Sale agreements contain detailed information about both the seller and the buyer such as full names, addresses, phone numbers and any co-signers who may be involved. It will also list the dates of the initial agreement, type of sale, any deposit paid, dates when other parts of the contract are to be completed, and the date of the final closing of the contract as well as transfer of ownership;

4. Loan agreements

This is a signed agreement between a lender and a borrower. It sets out all the details of the loan, such as the principal amount, interest rate, amortization period, fees, payment terms and any other covenants. The agreement should also outline the rights of a lender to collect payment if the borrower defaults. Every lending agreement is slightly different, it is therefore crucial that you completely understand all of the components of your loan agreement so that you do not leave anything out that can protect you during the lifetime of the loan. Loan agreements contain detailed information about both the borrower and the lender such as full names, addresses, phone numbers and any co-signers who may be involved. Loan agreements also typically include covenants, value of collateral involved, guarantees, interest rate terms and the duration over which it must be repaid. Default terms should also be clearly detailed to avoid confusion or potential legal court action;

5. Partnership agreements

This signed agreement is a legally binding contract between at least two individuals or other legal entities, establishing a unique business enterprise. It essentially dictates the way a business is run and the details of the relationship between each partner, especially with regards to how the partners will share in the profits or losses of the business. The partnership agreement will contain detailed information about partners to the agreement, such as full names, addresses, phone numbers, it will state the purpose for which the partnership is established, the principal place of business and also outline the amount of money each partner invests in the enterprise, Shareholder agreements – this signed agreement is a legally binding contract that governs and formalises the relationship between the shareholders and directors of a company. It is an invaluable document for any business as it provides the foundation for how a company will be run. Any aspect not covered by the Memorandum of Incorporation (MOI) needs to be covered by the shareholders agreement.

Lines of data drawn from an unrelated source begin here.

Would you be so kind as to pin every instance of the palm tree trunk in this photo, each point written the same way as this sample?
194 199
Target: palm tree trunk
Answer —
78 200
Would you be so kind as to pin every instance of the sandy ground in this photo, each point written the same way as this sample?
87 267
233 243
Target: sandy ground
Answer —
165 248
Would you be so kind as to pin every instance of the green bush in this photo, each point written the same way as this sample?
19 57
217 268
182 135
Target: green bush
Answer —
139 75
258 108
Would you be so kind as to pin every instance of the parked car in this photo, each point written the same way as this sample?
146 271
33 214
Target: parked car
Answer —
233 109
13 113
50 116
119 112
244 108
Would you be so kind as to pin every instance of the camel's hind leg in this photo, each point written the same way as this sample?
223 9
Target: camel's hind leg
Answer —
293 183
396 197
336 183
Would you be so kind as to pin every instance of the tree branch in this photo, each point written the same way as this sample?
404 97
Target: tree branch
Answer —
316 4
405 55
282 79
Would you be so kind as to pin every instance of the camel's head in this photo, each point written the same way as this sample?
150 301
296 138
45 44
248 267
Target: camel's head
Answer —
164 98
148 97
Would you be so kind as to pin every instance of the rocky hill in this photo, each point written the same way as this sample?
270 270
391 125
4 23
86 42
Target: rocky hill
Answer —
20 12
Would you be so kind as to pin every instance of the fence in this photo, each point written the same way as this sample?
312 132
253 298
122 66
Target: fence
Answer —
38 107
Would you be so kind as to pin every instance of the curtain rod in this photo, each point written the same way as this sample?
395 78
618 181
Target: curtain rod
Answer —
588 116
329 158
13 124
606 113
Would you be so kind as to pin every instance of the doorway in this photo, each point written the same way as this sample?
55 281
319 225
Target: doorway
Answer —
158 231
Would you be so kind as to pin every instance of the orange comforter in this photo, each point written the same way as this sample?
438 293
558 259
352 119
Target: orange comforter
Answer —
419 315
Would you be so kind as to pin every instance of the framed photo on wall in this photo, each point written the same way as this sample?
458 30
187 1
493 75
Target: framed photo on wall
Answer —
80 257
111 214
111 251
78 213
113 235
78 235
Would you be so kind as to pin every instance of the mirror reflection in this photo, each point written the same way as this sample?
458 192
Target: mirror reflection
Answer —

While every shareholder agreement will differ, they will all generally have the following information - the maximum number of directors and the percentage of shares required to appoint a director; the shareholding of the shareholders; the issuance of new shares, details how a shareholder can sell his shares, details on how to resolve disputes, and what actions will be taken as well as the basic full names, addresses, and phone numbers of the shareholders,

6. Sale of shares agreements

This signed agreement is a legally binding contract that sets out all the terms and conditions which regulate the sale of shares in a company. There are a number of complexities, provisions and restrictions here, especially since you are dealing with a bundle of personal incorporeal rights against a company. These “bundles of rights” are “transferred” by way of cession and it is possible for rights against the company to “transfer” at different stages between the Seller and the Purchaser. Even low-value transactions can trigger, for example, a mandatory offer or may require shareholder approval in some way, and

7. Sale of members’ interest agreements

This signed agreement is a legally binding contract that may be used where a member in a close corporation (CC) is selling his/her member’s interest and claims on a  loan account in a close corporation to a party who is not a member of the CC. It is similar to the sale of company shares. It is used solely where the CC owns a business. The agreement is drafted to cater for a situation where there are remaining members in the CC and also where there are no remaining current members.